Действительно, поучительно было бы для нас посмотреть, что стали бы вы делать, если бы к вам пришли три—четыре міроеда, да и стали внушать вам самым положительным тоном: «Ты мір почитай, спины своей не жалей. Не поклонишься міру, так сейчас вон с квартиры, а другой хозяин во всём селе тебя никто не пустит!» Примите при этом к сведению, что? приказывается міроедами. Угроза их вовсе не пустая болтовня. В этом уж поверьте нам. Думается, что вы согнули бы вашу спину, как не гнём её и мы.

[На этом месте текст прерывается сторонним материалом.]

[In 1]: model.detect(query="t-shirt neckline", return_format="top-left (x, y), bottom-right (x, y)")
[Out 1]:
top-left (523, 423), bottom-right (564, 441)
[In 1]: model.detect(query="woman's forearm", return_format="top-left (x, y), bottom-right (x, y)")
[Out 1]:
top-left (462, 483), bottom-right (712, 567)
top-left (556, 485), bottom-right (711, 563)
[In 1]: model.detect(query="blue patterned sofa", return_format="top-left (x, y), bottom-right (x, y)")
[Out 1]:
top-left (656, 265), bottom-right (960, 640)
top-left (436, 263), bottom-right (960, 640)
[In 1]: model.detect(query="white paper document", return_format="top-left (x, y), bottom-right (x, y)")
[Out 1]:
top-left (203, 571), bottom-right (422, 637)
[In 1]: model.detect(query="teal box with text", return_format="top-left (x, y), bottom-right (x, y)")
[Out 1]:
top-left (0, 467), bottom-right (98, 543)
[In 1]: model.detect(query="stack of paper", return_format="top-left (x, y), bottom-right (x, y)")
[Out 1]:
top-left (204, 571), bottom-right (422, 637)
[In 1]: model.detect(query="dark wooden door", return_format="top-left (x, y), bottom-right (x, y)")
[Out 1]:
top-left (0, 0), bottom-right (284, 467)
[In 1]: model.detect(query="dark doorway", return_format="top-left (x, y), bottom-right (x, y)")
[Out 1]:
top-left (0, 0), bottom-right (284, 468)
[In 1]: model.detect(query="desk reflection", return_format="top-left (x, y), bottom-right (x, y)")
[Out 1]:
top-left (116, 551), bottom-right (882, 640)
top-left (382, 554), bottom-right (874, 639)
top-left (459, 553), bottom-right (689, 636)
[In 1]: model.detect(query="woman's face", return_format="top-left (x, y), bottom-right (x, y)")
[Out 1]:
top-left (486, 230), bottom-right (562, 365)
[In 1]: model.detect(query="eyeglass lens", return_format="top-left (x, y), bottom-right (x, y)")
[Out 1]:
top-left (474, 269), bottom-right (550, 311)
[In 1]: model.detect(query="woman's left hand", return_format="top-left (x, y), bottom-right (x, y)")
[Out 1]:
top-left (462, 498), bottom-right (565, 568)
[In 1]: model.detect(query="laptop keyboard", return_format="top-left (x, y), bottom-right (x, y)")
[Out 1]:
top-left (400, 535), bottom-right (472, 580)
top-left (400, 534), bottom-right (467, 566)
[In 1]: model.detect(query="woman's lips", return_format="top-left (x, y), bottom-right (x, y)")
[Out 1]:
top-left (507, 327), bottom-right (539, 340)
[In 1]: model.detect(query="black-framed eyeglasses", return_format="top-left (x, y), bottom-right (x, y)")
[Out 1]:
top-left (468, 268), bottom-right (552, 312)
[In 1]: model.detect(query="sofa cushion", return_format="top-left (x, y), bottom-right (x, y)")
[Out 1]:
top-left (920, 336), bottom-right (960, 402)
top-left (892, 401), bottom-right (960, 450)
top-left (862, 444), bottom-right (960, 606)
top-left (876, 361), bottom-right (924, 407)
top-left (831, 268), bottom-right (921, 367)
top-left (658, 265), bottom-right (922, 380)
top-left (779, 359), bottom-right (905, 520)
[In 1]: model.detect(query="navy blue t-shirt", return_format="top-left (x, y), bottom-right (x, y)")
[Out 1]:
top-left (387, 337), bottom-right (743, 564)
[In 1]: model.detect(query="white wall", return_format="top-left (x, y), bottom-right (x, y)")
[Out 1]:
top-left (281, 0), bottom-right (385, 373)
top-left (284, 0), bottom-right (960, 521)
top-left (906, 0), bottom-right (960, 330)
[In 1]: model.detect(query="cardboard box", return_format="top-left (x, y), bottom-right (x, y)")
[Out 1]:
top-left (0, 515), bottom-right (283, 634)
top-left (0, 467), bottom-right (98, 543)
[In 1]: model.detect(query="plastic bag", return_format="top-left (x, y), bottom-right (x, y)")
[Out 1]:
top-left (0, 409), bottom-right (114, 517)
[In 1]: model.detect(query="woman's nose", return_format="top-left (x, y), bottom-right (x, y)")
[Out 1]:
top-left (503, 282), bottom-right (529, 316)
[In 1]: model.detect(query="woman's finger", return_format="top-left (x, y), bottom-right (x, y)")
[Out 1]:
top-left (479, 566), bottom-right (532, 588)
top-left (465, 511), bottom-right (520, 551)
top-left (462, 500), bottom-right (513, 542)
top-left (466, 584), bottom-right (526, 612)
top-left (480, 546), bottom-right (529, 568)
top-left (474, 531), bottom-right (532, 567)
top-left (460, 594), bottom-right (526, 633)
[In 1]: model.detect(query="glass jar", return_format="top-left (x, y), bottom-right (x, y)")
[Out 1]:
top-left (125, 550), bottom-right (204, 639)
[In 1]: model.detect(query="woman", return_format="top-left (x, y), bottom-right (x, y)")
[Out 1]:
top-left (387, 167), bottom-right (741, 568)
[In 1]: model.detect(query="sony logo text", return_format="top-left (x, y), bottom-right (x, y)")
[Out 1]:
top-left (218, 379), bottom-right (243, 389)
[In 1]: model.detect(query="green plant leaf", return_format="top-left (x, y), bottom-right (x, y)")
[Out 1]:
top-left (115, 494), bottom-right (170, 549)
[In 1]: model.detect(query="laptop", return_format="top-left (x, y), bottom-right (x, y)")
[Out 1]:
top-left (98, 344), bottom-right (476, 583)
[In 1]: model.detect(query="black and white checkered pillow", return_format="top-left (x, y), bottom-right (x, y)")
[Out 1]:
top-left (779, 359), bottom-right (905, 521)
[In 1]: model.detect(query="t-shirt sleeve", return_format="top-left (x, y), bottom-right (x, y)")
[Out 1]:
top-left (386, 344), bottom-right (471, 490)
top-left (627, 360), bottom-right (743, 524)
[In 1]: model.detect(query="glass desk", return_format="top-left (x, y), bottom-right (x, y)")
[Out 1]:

Может быть, вы скажете, что у вас нет призвания? Но если у вас есть призвание учить нас, священников, то каким же образом у вас нет призвания учить нашу паству? Так проситесь, в таком случае, в архиереи! Но только позвольте ещё заметить, что жизнь архиереев в несколько раз, — несравненно — хуже нашей. В материальном отношении они обеспечены много лучше нашего, все относятся к ним с благоговением, кланяются им, целуют руки и пр., но всё это лесть, обман, своекорыстие, пронырство!... У епископа нет человека, который относился бы к нему по-человечески: не может и епископ сказать ни с кем откровенного слова, — по душе. Около него двуличность на каждом шагу. Является барин или барыня и выражают пред преосвященным все знаки умиления. Но это только для того, чтобы расположить к себе владыку, и душить попа. Увижусь с подобными людьми я, — я могу сказать откровенно, не боюсь никаких влияний, — и мне переберут архиерея по косточке, тогда как только, может быть, вчера чуть не лизали его руки. Купцы, по-видимому, народ религиознее других и принимают к себе преосвященных с полным радушием. Но мне не приводилось ещё слышать от них вполне честного слова об архиереях: торгашество, мелочность в каждом их слове, при разговоре о преосвященных. Самое же горькое зло, неотступное, как тень, — эти их домашние секретари. Преосвященные считают их людьми домашними, своими, людьми мелкими, ничтожными, преданными себе, — и доверяют им, как себе самим во всём. Но эти «свои» преданы только себе самим, но отнюдь уже не им. Я не говорю уже о том, что они скрывают прошения, на «справку» представляют только те из них, которые им нужны и проч. Скажу только, что преосвященные советуются в ними, рассуждают с ними о делах епархии, — и они сильно злоупотребляют их доверием. Кратко сказать: самого честного, самого благородного, самого кроткого и доброго, самого благонамеренного епископа они вводят в неприятные отношения с духовенством и тем бесчестят его честное имя. Над епископом именно выполняется слово Господне: враги человеку домашние его. Какова должна быть жизнь человека, если он знает, что за ним наблюдают каждый его шаг и перетолковывают в дурную сторону; что он окружён всегда и всюду обманщиками, льстецами и своекорыстниками?! Поэтому жизни епископа позавидуют только те, кто не знает её.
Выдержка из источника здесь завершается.